構成1の情報処理装置によれば、移動体に搭乗しているユーザが参加する電子会議の音を処理する場合に、移動体において電子会議とは異なる機能に基づき出力される外部音を処理するか否かをユーザが選択できる。このため、ユーザの意図に沿って音の記録または再生を行うことができる。
【0083】
(構成2)前記処理部は、前記電子会議情報を記録する記録部を含み、前記外部音は、優先度の高い第1外部音を含み、前記受付部は、前記第1外部音について前記処理部による前記音処理の対象とするか否かの選択を受け付ける、構成1に記載の情報処理装置。
構成2の情報処理装置によれば、移動体において出力される音のうち優先度の高い音について、電子会議の音とともに処理するか否かを、ユーザが選択できるので、ユーザの意図に沿って音の記録または再生を行うことができる。
【0084】
(構成3)前記記録部は、マイクにより集音された音の記録を実行し、前記処理制御部は、前記マイクにより集音された音について、前記電子会議の参加者が発した会議音声であるか前記第1外部音であるかを識別し、前記第1外部音を前記音処理の対象としない選択を前記受付部が受け付けた場合であっても前記会議音声を前記記録部により記録させる、構成2に記載の情報処理装置。
構成3の情報処理装置によれば、ユーザの意図に沿って外部音を記録しない場合であっても、ユーザが電子会議のために発する音声を記録できる。これによって、電子会議をより確実に記録できる。
【0085】
(構成4)前記処理制御部は、前記マイクにより集音された音の発生方向を判定する処理、及び、前記外部音を出力した出力源を判定する処理の少なくともいずれかを行うことによって、前記マイクにより集音された音が前記会議音声であるか前記第1外部音であるかを識別する、構成3に記載の情報処理装置。

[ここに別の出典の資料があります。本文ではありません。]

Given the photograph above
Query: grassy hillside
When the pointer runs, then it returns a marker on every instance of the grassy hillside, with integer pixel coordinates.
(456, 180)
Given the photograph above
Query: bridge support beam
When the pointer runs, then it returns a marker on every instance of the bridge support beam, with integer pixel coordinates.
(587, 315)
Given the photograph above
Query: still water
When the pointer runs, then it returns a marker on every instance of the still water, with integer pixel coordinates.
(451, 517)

構成4の情報処理装置によれば、マイクにより集音された音がユーザの音声であるか外部音であるかを適切に識別できる。
【0086】
(構成5)前記外部音は、前記第1外部音と、前記第1外部音よりも優先度の低い第2外部音と、を含み、前記受付部は、前記第1外部音及び前記第2外部音のそれぞれについて前記処理部による前記音処理の対象とするか否かの選択を受け付ける、構成2から構成4のいずれか1項に記載の情報処理装置。
構成5の情報処理装置によれば、電子会議の音でない外部音のうち、優先度の高い音と優先度の低い音とのそれぞれを、処理の対象とするか否かユーザが選択できる。このため、ユーザの意図をより適切に反映できる。
【0087】
(構成6)コンピュータにより、移動体に搭乗しているユーザが参加する電子会議の音を含む電子会議情報の記録、及び、記録された前記電子会議情報の再生の少なくともいずれかを含む音処理を実行する場合に、前記移動体において前記電子会議とは異なる機能に基づき出力される外部音を前記音処理の対象とするか否かの選択を受け付け、前記選択に従って前記音処理を実行する、情報処理方法。
構成6の情報処理方法によれば、移動体に搭乗しているユーザが参加する電子会議の音を処理する場合に、移動体において電子会議とは異なる機能に基づき出力される外部音を処理するか否かをユーザが選択できる。このため、ユーザの意図を反映して、音の記録または再生を行うことができる。
【0088】
(構成7)コンピュータを、移動体に搭乗しているユーザが参加する電子会議の音を含む電子会議情報の記録、及び、記録された前記電子会議情報の再生の少なくともいずれかを含む音処理を実行する処理部と、前記移動体において前記電子会議とは異なる機能に基づき出力される外部音を、前記処理部による前記音処理の対象とするか否かの選択を受け付ける受付部と、前記受付部によって受け付けた選択に従って、前記処理部によって前記音処理を実行させる処理制御部と、して機能させる、プログラム。
構成7のプログラムをコンピュータが実行することにより、移動体に搭乗しているユーザが参加する電子会議の音を処理する場合に、移動体において電子会議とは異なる機能に基づき出力される外部音を処理するか否かをユーザが選択できる。このため、ユーザの意図を反映して、音の記録または再生を行うことができる。
【符号の説明】
【0089】
1…車両(移動体)、2…会議サーバ、3…ユーザ端末、10…情報処理装置、13…通信装置、14…GNSS、15…タッチパネル、16、16A、16B、16C、16D…スピーカ、17、17A、17B…マイク、18…カメラ、20…車両機能部、21…ナビゲーションシステム、22…ADAS、40…ダッシュボード、41…車室、43…運転席、44…助手席、45…後部座席、51…設定画面、100…プロセッサ、101…受付部、102…会議クライアント、103…処理制御部、104…音処理制御部、110…処理部、111…記録部、112…再生部、120…メモリ、121…制御プログラム、122…アプリ(プログラム)、123…設定情報、124…会議情報(電子会議情報)、124A…映像データ、124B…会議音声データ、124C…優先度音データ、124D…優先度音データ、D1…表示データ、D2…音声データ、D3…音データ、NW…通信ネットワーク。